Creativity is something common to many disciplines and is certainly involved in artistic and scientific thought and work. Scientists and artists are asked to see and think beyond the perceivable reality. They can imagine aspects of things and phenomena, which can only be seen from an unusual perspective: they possess vision and creativity. We found it interesting to explore similarities and differences in the way art and science move, using the artistic language to talk about science. This is the goal of “Art&Science across Italy”, a European project organized by the Italian National Institute for Nuclear Physics (INFN) and CERN: the use of the artistic language to capture the interest in the science of all students, regardless of their attitude towards scientific subjects or their initial knowledge, in order to represent scientific ideas and research topics through artworks.

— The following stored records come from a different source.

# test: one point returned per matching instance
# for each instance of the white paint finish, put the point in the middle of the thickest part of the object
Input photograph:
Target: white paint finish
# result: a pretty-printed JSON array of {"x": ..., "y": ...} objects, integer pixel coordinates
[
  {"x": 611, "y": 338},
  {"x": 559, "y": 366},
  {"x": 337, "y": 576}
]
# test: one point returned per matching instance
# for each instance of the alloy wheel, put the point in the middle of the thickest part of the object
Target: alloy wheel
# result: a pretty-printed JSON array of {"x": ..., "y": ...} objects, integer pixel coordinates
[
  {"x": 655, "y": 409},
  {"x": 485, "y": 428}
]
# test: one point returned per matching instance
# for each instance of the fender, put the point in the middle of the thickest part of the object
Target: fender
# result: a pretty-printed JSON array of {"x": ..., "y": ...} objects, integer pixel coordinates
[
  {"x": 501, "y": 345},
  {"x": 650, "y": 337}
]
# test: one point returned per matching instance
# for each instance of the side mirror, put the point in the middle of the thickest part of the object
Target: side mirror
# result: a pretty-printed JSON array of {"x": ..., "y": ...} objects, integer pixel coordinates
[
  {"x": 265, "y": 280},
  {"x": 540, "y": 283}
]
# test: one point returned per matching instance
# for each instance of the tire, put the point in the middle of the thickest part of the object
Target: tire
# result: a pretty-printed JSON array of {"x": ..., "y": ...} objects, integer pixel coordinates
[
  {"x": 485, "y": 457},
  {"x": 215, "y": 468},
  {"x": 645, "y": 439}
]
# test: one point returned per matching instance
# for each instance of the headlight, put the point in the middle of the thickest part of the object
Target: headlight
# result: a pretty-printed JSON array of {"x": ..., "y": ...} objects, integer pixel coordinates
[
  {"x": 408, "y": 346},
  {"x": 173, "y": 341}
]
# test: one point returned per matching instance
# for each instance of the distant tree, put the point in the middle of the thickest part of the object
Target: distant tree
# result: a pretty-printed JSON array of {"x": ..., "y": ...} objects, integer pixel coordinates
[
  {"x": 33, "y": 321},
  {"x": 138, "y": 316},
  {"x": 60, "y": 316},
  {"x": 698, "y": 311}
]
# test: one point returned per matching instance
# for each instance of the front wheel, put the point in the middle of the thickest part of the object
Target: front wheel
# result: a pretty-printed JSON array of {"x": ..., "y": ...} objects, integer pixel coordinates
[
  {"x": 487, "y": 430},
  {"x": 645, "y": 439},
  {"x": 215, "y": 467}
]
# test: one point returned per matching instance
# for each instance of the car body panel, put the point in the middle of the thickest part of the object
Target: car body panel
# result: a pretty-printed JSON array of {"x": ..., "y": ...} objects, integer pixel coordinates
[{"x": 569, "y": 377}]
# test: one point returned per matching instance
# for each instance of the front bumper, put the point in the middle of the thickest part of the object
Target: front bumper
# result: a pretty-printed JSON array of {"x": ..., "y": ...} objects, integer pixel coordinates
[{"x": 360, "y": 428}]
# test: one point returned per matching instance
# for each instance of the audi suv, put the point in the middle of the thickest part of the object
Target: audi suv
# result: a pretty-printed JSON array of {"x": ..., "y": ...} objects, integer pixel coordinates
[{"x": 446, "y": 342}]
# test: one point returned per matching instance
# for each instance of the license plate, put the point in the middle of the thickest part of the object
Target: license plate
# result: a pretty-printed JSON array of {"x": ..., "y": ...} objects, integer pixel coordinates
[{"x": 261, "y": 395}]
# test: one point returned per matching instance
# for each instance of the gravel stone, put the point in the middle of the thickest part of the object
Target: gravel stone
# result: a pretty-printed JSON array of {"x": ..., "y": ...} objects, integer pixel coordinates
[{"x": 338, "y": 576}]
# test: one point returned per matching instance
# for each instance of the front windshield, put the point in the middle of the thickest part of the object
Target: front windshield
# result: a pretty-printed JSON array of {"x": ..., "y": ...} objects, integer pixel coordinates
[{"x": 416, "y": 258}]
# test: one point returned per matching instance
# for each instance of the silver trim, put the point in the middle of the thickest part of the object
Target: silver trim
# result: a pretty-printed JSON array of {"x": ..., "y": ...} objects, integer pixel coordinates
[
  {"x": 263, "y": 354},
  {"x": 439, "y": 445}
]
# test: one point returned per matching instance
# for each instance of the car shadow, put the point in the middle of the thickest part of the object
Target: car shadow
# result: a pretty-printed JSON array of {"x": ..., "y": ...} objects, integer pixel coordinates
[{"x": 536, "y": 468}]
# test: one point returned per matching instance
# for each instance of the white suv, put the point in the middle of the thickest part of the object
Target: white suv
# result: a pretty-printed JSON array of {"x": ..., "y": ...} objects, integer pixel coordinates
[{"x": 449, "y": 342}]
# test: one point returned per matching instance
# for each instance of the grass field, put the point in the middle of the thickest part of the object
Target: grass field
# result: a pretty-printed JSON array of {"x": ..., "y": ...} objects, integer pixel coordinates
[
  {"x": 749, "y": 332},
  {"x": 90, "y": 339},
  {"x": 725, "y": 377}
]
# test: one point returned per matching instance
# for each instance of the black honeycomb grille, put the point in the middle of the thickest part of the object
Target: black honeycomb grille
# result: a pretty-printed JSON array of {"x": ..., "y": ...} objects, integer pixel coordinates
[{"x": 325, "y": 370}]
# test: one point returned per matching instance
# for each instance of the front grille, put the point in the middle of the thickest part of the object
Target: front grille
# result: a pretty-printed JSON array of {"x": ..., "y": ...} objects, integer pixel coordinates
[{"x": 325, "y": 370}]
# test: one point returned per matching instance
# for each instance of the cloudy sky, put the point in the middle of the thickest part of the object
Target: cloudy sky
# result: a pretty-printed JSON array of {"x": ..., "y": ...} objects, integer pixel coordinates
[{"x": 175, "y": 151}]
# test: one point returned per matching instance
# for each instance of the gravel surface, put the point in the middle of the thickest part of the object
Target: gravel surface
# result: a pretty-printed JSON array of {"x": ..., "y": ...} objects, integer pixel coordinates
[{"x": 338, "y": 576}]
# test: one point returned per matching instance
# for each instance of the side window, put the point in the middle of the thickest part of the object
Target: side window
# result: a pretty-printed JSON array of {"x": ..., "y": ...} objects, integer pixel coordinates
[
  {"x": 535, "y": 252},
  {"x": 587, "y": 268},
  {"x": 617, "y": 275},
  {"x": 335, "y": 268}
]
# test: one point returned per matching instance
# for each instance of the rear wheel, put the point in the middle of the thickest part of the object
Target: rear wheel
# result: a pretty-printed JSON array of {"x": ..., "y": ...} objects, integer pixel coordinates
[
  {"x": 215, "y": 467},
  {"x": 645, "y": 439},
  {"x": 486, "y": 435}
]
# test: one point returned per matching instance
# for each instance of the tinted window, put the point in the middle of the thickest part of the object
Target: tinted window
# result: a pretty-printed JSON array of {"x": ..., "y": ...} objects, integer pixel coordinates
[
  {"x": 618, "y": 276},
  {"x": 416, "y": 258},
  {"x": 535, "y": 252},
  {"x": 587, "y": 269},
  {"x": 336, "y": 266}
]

The artistic tools used by students to communicate science can be painting, sculpture, photography, filmmaking, storytelling or other artistic languages that can be useful to tell the story they have in mind.
The first step of the "Art&Science across Italy" project is aimed at training students on science and art, while in a second phase students are asked to design and implement an artwork inspired at a specific scientific topic, chosen among the ones approached during the first phase. All artworks will take part to a local exhibition, established in either a historical-cultural centre or a museum, in each participating city. The first 10 artworks of each local competition will pass to the national phase.
Selected by an international committee of experts (scientists, artists, science communicators), the winners of the national Art&Science competition will be invited to attend a school on art and science at CERN, in Geneva, and in other laboratories in Italy.
The first edition of the project (2016-2018) involved 3000 students, who took part in scientific seminars and worked on artistic ideas inspired by science and research. The second edition of the project involves more than 4000 high school students from Florence, Genoa, Milan, Naples, Padua, Venice, Potenza, Matera, Pisa, Rome and Turin and will end in May 2020.